While the previous analysis tracks the numerical changes in cluster assignments, it doesn't capture whether countries stay together as a "community" over time. Below, we analyze the stability of country groupings regardless of the cluster number assigned.

In [None]:
def analyze_cluster_community_stability(data_pca_df):
    years = sorted(data_pca_df['Year'].unique())

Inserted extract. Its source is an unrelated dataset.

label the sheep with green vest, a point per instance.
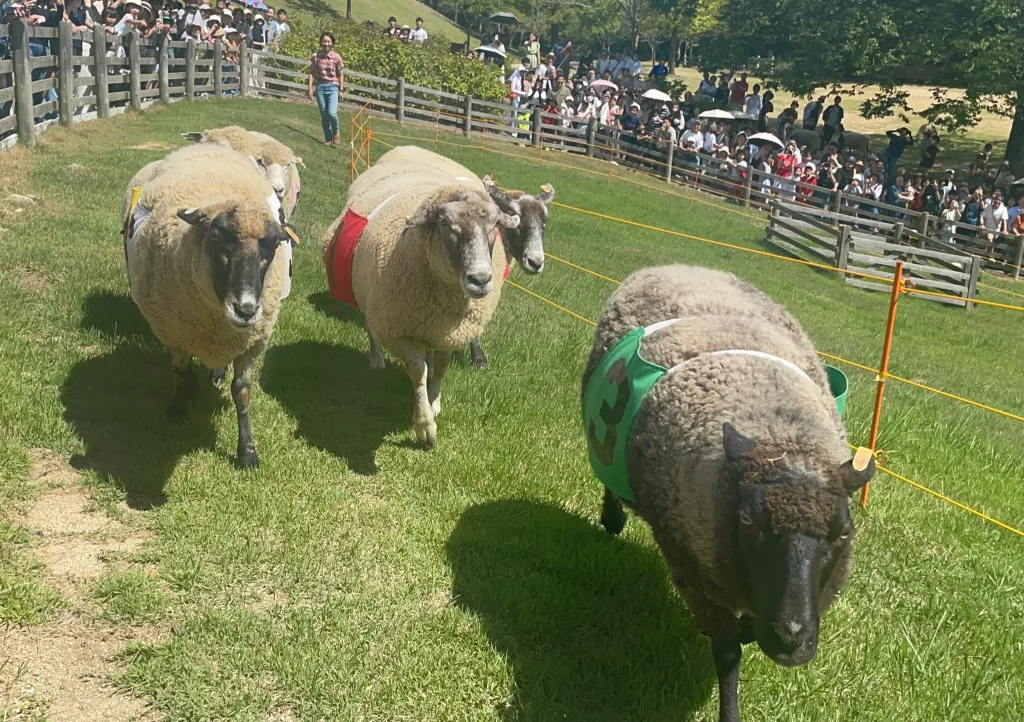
(708, 413)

    countries = data_pca_df['Country Name'].unique()
    
    # Dictionary to store cluster compositions for each year
    cluster_compositions = {}
    
    # Build cluster membership by year
    for year in years:
        year_data = data_pca_df[data_pca_df['Year'] == year]
        clusters = {}
        for cluster_id in sorted(year_data['Cluster'].unique()):
            if cluster_id == -1:  # Skip outliers
                continue
            cluster_countries = set(year_data[year_data['Cluster'] == cluster_id]['Country Name'])

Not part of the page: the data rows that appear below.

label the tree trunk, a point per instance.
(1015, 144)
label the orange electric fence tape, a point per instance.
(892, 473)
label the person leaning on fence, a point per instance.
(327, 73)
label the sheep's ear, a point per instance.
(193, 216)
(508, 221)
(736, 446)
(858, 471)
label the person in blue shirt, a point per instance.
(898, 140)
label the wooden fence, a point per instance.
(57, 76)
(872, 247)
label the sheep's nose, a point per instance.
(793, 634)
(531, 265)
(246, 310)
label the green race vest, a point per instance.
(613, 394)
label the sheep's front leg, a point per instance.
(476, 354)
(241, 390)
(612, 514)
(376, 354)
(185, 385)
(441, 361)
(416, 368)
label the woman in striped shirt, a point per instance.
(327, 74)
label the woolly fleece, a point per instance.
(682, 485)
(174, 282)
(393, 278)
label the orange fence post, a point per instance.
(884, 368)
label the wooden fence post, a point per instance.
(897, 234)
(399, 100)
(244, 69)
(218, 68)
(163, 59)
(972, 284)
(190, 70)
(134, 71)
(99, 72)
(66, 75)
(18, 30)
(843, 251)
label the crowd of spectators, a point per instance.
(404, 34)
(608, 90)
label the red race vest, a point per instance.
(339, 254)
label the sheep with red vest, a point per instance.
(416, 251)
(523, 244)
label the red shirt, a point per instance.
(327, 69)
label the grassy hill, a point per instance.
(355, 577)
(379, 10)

            if len(cluster_countries) >= 3:  # Only consider clusters with at least 3 countries
                clusters[int(cluster_id)] = cluster_countries
        cluster_compositions[year] = clusters
    
    # Calculate Jaccard similarity between consecutive years' clusters
    def jaccard_similarity(set1, set2):
        if not set1 or not set2:
            return 0
        intersection = len(set1.intersection(set2))
        union = len(set1.union(set2))
        return intersection / union if union > 0 else 0
    
    # For each year pair, find the best matching clusters
    community_stability = []
    for i in range(len(years)-1):
        year1, year2 = years[i], years[i+1]
        clusters1 = cluster_compositions[year1]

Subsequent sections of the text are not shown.